ACE Scholarship Mentor Milan Fredricks – In Her Own Words

Graphic Illustration by Milan Fredricks
Graphic Illustration by Milan Fredricks

Every year,students who are within 30 credits of their degree completion are invited to apply for the CUNY SPS ACE Scholarship. The scholarship provides full tuition until graduation. To be considered, students must maintain a minimum cumulative GPA of 3.0, enroll for a minimum of 6 credits, and demonstrate financial need. As part of their award requirements, ACE Scholars mentor newly-admitted undergraduate students and act as ambassadors for the school. To fulfill the duties of the scholarship each recipient writes an essay about their ACE experience. The Kiosk will be publishing these essays each Wednesday.

The first essay in this series is by Milan Fredricks. Milan is in the B.A. in Communication and Media program and is also Managing Editor of The Kiosk.

Sometimes I ask myself how much more I can take before I break. Much has happened the Fall 2018 semester and more is on the horizon. One of the best things that have happened? Becoming an ACE Scholarship winner and mentor.

Guardian Angel

This was almost a missed opportunity, but, luckily, I had my guardian angel (she knows who she is!) who strongly encouraged me to apply. Words cannot fully express how opportune this scholarship was. For the first time, I felt relief on the strain of my budget, which included caring for my aging mother, along with those large tuition checks. But it wasn’t just about the money for me. Yes, it was important, but the service aspect of the award also appealed to me. My first semester at CUNY SPS, the fall of 2017, I was an ACE mentee and it was an eye-opening experience. I credit my involvement in the program to my early success at CUNY SPS. It set a foundation that some amazing opportunities built on. I welcome the chance to do the same for other students.

Time well spent

Being a mentor is fulfilling, but it also requires a commitment in time and energy. It meant making myself available to my mentees, learning how to straddle the line between doing too much and allowing my mentees to come to me when they needed me. As the Fall 2018 semester ended (with just a few weeks to go!) I hoped that I was able to make an impact, however small, on my mentees. I hope that I was present enough, and worry that maybe I wasn’t.

However, this experience has taught me that being a mentor is not about being perfect. Learning that has been very freeing for me. As someone who puts a lot of pressure on herself to be “the best.” I was humbled by my moments as a mentor. I learned so much about, and from, my mentees. Whatever my shortcomings in this role now, I know that I will learn from them and be better in the future.

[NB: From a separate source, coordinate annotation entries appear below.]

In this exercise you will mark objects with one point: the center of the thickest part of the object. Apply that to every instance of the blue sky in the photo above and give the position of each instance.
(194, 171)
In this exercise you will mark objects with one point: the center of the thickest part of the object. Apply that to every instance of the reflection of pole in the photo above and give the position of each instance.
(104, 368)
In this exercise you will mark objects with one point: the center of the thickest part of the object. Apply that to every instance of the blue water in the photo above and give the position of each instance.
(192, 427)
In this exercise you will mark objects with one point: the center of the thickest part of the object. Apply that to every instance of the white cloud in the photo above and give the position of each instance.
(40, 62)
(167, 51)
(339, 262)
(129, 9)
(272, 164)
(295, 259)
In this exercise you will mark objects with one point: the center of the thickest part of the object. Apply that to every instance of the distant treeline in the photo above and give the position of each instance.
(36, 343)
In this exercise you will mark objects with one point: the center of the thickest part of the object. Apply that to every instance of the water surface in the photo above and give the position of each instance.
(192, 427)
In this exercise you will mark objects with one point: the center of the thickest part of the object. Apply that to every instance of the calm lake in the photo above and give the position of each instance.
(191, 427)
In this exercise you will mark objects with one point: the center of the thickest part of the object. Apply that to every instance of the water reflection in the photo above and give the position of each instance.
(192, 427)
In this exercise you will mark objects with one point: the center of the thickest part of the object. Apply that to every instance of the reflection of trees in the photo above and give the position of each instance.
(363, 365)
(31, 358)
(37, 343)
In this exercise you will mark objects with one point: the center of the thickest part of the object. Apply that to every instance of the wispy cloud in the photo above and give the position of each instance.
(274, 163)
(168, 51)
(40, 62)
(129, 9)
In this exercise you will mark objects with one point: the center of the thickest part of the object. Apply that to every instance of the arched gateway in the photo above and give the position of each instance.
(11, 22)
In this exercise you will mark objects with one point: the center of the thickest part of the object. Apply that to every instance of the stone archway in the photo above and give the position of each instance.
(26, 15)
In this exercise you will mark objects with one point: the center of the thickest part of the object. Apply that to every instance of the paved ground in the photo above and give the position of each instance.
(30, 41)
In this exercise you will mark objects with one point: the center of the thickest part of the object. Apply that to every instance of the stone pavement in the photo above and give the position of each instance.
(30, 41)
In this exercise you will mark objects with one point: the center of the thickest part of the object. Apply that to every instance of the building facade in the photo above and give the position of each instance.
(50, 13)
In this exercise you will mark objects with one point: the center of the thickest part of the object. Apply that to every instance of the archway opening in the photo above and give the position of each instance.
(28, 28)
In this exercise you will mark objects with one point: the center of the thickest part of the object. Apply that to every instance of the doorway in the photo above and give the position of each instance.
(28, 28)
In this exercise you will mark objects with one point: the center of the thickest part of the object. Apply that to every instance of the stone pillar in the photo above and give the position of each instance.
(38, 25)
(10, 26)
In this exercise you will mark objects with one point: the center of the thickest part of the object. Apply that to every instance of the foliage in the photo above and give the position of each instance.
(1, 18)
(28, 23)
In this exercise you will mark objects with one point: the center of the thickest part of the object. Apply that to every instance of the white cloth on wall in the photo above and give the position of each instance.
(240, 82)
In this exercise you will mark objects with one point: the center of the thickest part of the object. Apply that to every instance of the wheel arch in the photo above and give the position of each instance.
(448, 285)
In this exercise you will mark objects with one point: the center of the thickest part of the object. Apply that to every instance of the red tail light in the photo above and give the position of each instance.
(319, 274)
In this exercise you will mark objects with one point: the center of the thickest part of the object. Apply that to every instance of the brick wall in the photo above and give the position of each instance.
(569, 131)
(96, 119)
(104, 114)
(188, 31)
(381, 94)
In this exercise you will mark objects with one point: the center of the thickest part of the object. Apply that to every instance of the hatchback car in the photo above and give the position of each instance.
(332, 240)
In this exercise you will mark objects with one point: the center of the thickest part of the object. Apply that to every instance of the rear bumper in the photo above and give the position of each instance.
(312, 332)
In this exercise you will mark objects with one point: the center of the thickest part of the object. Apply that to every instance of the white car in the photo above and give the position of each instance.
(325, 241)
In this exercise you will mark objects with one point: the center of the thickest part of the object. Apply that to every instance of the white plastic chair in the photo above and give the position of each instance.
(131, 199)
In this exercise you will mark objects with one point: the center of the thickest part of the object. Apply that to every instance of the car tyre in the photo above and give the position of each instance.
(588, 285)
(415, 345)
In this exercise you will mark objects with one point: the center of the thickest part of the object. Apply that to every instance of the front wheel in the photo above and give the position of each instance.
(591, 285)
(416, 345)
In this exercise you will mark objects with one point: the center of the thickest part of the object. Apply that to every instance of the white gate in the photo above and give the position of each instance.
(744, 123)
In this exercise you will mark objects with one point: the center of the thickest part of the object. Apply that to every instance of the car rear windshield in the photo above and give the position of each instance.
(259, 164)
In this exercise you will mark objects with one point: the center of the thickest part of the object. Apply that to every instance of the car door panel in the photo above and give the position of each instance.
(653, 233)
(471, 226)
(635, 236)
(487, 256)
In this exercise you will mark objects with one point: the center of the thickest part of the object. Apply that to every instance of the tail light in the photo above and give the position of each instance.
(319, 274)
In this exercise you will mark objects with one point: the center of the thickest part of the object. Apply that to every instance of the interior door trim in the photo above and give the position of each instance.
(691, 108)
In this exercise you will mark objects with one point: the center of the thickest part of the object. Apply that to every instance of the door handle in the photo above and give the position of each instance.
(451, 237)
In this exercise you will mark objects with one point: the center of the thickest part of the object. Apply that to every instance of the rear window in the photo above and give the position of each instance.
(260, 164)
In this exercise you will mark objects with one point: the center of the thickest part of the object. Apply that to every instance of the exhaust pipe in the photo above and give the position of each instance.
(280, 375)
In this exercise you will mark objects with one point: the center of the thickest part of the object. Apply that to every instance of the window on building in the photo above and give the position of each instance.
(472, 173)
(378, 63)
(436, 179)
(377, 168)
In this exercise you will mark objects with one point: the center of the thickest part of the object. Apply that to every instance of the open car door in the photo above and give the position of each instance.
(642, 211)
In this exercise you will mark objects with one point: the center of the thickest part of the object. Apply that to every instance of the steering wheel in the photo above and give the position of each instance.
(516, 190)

Keeping commitments and taking chances

But back to my musing on how much more I can take. This semester has brought about incredible opportunities; the ACE Peer-Mentor program, CUNY SPS Student Association, CUNY USS (University Student Senate) and The Kiosk, as the managing editor. Just writing it all out is exhausting! Add two very tough courses and a family health crisis that emerged mid-semester to that list and I wonder how I’m still standing. Then I remember. It’s the commitment that I made to myself when I enrolled in CUNY SPS after nine years away from school. It’s the dream of pursuing my Master’s at Columbia University. It’s the amazing relationships and connections that I have cultivated at CUNY. These make it all worthwhile.

I know now what lies just ahead for me. I see it so clearly now; just beyond. So, I will take on as much as I can because I am made for great things. And anything worth having is worth working for. My future.